Levinson was not cowed. “Yes, expensive. The cost for the sets and costumes is astronomical. You know how Mary demands quality. Besides, the salaries for the two of you are through the roof.”
“As they well should be.” Bianca slid a glance at Rudy. He looked every inch the matinee idol, clad in plus-fours and an open-collar white shirt, his black hair slicked back and shiny as a mirror. He had crossed his legs and relaxed into his chair with his elbows on the armrests and his fingers steepled before him, letting h
er do the talking. She was more than willing to do so. Rudy was too easygoing about this sort of thing. Bianca returned her attention to Levinson. “You know very well our names are going to make the studio a bundle. Now, what did you want to see us about?”

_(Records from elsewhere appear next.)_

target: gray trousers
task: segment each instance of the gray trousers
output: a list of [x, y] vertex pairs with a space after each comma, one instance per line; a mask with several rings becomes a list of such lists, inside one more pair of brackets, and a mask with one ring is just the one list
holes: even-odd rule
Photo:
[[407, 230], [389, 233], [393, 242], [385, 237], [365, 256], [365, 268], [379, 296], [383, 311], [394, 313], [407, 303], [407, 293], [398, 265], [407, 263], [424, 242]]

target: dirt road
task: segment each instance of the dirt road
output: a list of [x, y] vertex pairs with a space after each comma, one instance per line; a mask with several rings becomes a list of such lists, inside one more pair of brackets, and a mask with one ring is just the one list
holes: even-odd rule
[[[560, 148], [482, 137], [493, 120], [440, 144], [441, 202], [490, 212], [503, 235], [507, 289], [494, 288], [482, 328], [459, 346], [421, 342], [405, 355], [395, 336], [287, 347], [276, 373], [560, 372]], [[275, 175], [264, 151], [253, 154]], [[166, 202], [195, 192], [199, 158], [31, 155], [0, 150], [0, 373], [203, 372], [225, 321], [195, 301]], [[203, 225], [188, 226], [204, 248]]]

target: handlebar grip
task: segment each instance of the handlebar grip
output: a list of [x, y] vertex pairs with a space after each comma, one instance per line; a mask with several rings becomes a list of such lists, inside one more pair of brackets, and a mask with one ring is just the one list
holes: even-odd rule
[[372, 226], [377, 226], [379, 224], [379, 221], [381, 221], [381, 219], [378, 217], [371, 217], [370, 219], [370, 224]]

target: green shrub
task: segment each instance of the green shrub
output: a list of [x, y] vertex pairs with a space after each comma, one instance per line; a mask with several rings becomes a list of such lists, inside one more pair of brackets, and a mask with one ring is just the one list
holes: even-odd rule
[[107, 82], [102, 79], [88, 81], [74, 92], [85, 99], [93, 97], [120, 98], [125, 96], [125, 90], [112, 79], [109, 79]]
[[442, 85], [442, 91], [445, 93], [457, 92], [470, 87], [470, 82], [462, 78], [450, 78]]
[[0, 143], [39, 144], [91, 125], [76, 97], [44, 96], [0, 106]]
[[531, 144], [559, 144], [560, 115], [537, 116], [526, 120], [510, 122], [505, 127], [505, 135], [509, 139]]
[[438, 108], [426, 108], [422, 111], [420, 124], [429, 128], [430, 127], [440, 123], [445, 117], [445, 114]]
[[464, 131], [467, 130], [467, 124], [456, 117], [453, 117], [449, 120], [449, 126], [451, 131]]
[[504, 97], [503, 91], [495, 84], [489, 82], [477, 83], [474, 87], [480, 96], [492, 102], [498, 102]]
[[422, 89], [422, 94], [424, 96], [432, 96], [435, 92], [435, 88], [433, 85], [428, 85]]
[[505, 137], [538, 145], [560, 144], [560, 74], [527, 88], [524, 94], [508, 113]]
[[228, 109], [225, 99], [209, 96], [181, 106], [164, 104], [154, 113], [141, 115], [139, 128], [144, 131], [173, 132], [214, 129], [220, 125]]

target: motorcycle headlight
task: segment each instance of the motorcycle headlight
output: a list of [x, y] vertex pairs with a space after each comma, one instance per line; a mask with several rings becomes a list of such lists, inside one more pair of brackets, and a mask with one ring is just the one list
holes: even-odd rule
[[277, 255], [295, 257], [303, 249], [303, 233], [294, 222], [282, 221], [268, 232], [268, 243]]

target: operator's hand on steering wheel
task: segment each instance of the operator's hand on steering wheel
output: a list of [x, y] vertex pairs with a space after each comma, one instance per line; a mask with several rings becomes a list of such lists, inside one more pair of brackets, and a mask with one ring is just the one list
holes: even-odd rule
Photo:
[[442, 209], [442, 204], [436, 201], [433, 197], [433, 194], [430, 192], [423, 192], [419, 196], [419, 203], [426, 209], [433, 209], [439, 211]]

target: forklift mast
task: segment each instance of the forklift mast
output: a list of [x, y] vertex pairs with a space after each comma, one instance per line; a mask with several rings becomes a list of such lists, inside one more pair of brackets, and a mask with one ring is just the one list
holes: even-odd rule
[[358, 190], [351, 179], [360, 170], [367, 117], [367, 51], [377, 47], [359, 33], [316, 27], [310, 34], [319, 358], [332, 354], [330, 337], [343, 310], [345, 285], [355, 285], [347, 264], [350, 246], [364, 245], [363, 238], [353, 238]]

Levinson sat down on the edge of his desk, amused at Bianca’s immediate power maneuver. The two veteran actors knew that they were about to be hustled into cooperating with some publicity stunt, and she was reminding him that they were too big to be strong-armed. He was just the publicity guy. It was no skin off his nose.
“Here’s the deal, Bianca. Since Rudy and Pola Negri have tragically broken up, and since you are a famous virgin…”
Bianca and Rudy burst into laughter at the same time.
“Why not?” Levinson said. “A romance between you two would sell a million tickets worldwide.”
“Why do you think I have broken with Pola?” Rudy said. Pola Negri was a fiery Polish-born screen vamp whom he had been dating off and on for several months.
“Louella Parsons wrote in the Examiner that you two broke up in April.”
Rudy gripped the chair arms and leaned forward. “Pola and I are still seeing one another. Besides, Natacha and I may never be together again, even if I do still love her. How will it look to her if Bianca and I…”
“Both Pola and Natacha know how things work around here. Just tell them it’s a sham. Better yet, have Bianca tell her, whichever one you really want. In the meantime, what a story for the public. Bianca comforting you, soothing your broken heart. Two lonely people finding one another in this cold, cruel world.”
Bianca didn’t offer an opinion. She had been paired in the industry journals with infinitely less appealing men than Rudolph Valentino. It never meant anything. But in this case, Rudy really was suffering from a broken heart, so as far as she was concerned it was up to him whether or not to go along with this particular illusion.
“You are both too pretty to do a project together and have people believe the sparks don’t fly. This way you can control the narrative.”